When two surveys carried out separately in the same population have common variables, it might be desirable to adjust each survey's weights so that they give equal estimates for the common variables. This problem has been studied extensively and has often been referred to as alignment or numerical consistency. We develop a design‐based empirical likelihood approach for alignment and estimation of complex parameters defined by estimating equations. We focus on a general case when a single set of adjusted weights, which can be applied to both common and non‐common variables, is produced for each survey. The main contribution of the paper is to show that the impirical log‐likelihood ratio statistic is pivotal in the presence of alignment constraints. This pivotal statistic can be used to test hypotheses and derive confidence regions. Hence, the empirical likelihood approach proposed for alignment possesses the self‐normalisation property, under a design‐based approach. The proposed approach accommodates large sampling fractions, stratification and population level auxiliary information. It is particularly well suited for inference about small domains, when data are skewed.
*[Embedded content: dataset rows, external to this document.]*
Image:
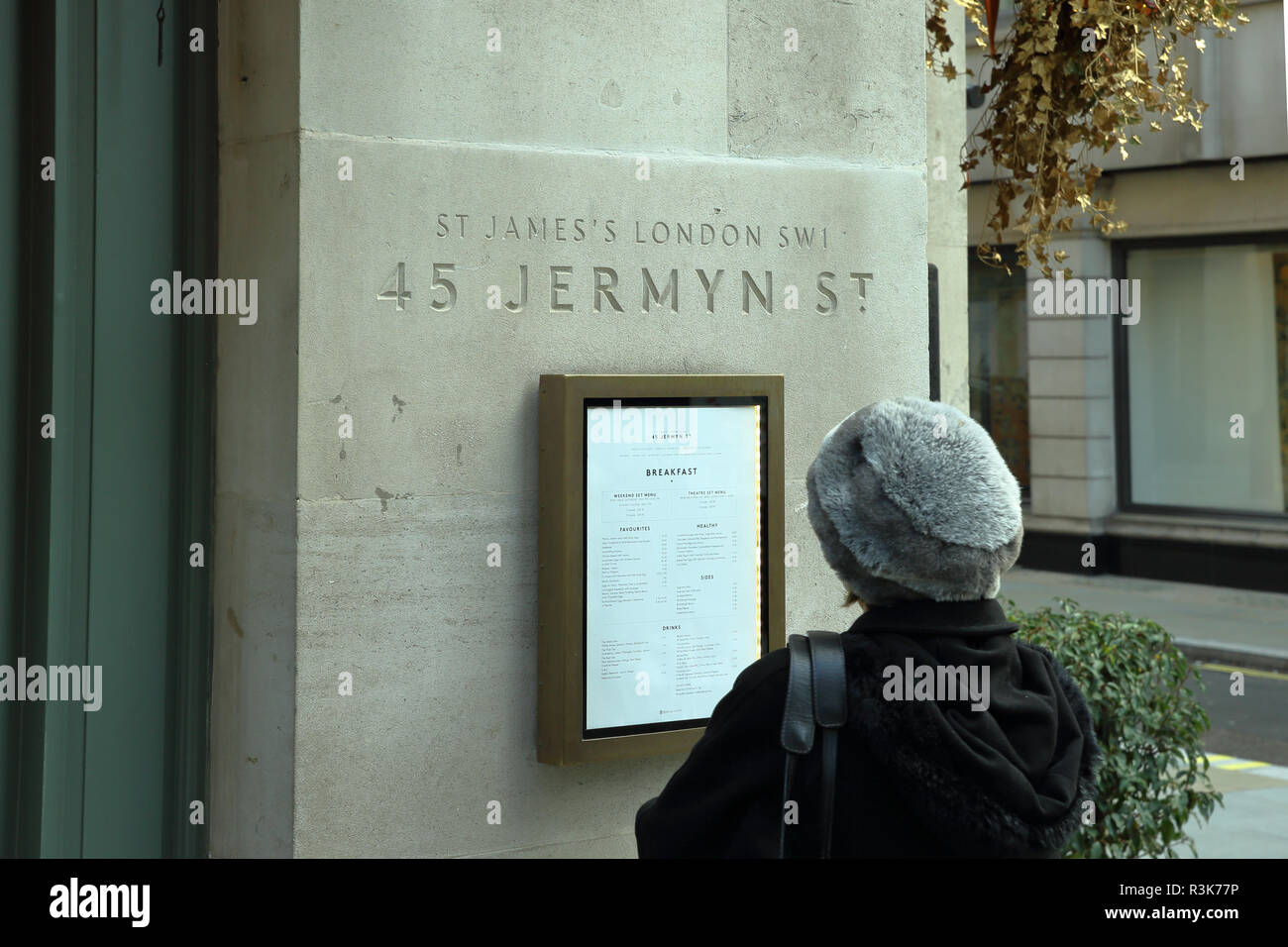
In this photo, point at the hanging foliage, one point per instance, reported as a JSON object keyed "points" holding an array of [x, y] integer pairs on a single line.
{"points": [[1069, 82]]}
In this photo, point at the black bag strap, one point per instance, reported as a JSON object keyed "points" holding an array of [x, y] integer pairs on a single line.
{"points": [[815, 697]]}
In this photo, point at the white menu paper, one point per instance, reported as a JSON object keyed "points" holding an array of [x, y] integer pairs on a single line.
{"points": [[673, 560]]}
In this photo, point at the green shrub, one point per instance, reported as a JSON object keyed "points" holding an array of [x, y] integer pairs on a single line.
{"points": [[1147, 720]]}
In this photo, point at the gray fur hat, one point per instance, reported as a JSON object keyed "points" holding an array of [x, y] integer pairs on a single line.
{"points": [[911, 500]]}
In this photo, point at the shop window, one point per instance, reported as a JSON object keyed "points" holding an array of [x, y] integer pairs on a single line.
{"points": [[1000, 360], [1207, 377]]}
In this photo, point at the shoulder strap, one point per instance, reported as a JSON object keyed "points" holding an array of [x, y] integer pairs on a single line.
{"points": [[829, 711], [815, 696], [798, 732]]}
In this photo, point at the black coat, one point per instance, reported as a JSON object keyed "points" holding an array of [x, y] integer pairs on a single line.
{"points": [[913, 777]]}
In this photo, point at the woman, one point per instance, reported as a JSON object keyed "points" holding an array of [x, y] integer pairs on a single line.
{"points": [[960, 740]]}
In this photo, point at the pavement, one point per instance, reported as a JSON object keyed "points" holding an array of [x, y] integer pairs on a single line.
{"points": [[1224, 631]]}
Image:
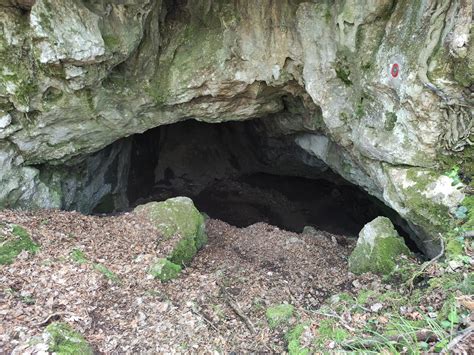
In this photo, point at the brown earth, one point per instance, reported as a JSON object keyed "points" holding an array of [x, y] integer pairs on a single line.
{"points": [[217, 304]]}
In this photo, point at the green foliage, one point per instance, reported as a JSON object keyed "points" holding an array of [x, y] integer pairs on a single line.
{"points": [[279, 314], [343, 73], [380, 259], [165, 270], [390, 120], [78, 256], [328, 330], [64, 340], [14, 244]]}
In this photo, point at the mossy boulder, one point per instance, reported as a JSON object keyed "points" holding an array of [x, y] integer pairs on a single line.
{"points": [[180, 223], [64, 340], [279, 314], [377, 248], [14, 243], [165, 270]]}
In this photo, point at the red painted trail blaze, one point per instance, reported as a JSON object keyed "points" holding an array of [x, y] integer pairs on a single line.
{"points": [[395, 70]]}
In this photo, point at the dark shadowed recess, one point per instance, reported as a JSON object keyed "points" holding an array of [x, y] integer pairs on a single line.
{"points": [[242, 174]]}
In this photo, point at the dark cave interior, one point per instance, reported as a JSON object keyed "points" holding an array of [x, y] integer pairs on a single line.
{"points": [[237, 172]]}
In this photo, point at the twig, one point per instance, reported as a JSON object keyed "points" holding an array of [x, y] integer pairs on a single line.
{"points": [[425, 265], [238, 311], [421, 335], [456, 340], [54, 315]]}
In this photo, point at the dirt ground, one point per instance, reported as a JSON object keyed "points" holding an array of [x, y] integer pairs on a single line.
{"points": [[218, 304]]}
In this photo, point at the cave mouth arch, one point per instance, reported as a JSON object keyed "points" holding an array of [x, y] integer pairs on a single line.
{"points": [[242, 173]]}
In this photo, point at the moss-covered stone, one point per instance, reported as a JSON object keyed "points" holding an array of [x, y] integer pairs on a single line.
{"points": [[165, 270], [279, 314], [64, 340], [377, 248], [14, 244], [177, 219]]}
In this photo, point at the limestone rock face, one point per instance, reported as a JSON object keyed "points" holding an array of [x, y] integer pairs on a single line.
{"points": [[385, 89], [377, 248]]}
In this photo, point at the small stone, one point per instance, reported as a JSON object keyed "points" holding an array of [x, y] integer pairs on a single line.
{"points": [[377, 248]]}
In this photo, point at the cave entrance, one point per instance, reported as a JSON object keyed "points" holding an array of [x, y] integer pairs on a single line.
{"points": [[241, 173]]}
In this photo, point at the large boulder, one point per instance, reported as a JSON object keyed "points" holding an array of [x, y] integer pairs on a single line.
{"points": [[182, 230], [377, 248]]}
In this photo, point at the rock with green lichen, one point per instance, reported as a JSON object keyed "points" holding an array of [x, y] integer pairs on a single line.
{"points": [[279, 314], [377, 248], [13, 243], [180, 223], [165, 270], [62, 339]]}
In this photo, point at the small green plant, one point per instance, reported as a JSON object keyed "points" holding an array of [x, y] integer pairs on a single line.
{"points": [[294, 342], [279, 314], [12, 245], [78, 256], [64, 340]]}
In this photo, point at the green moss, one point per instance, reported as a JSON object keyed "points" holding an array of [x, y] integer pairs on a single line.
{"points": [[107, 273], [78, 256], [365, 295], [165, 270], [64, 340], [183, 253], [390, 120], [467, 285], [446, 282], [454, 247], [468, 202], [294, 343], [111, 41], [178, 218], [343, 73], [279, 314], [381, 259], [13, 245]]}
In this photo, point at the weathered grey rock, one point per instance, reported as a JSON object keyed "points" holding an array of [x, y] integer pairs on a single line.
{"points": [[179, 222], [386, 90], [377, 248]]}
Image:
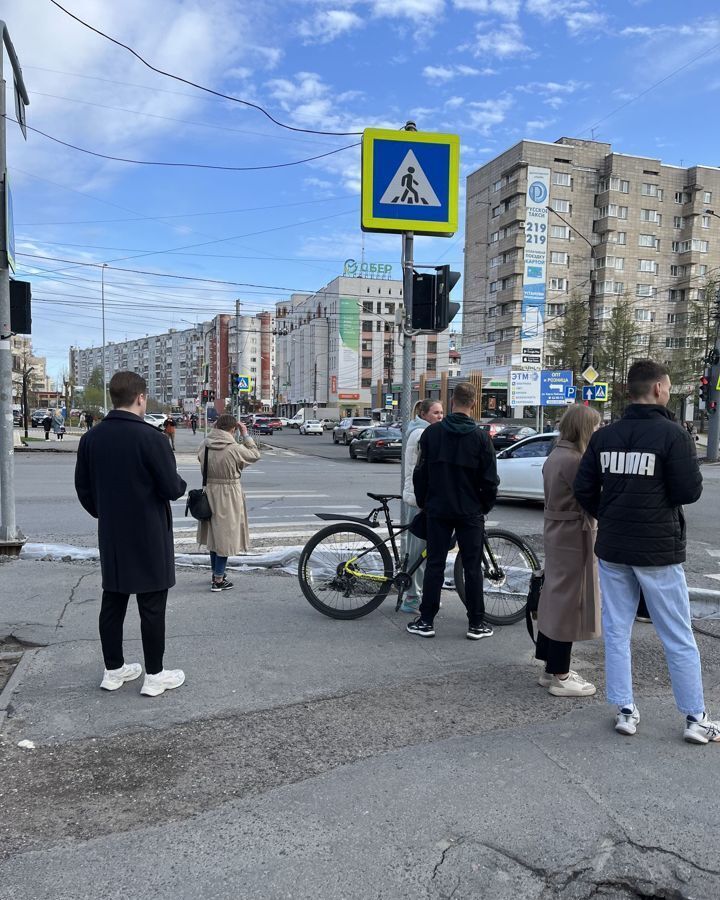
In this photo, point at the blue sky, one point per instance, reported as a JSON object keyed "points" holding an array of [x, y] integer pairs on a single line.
{"points": [[493, 71]]}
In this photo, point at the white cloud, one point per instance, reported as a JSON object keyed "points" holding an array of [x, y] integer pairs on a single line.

It includes implicit adjustments when the samples considerably differ in size. The confidence regions are constructed without the need for variance estimates, joint‐inclusion probabilities, linearisation and re‐sampling.

Suggested Citation

  • Yves G. Berger & Ewa Kabzińska, 2020. "Empirical Likelihood Approach for Aligning Information from Multiple Surveys," International Statistical Review, International Statistical Institute, vol. 88(1), pages 54-74, April.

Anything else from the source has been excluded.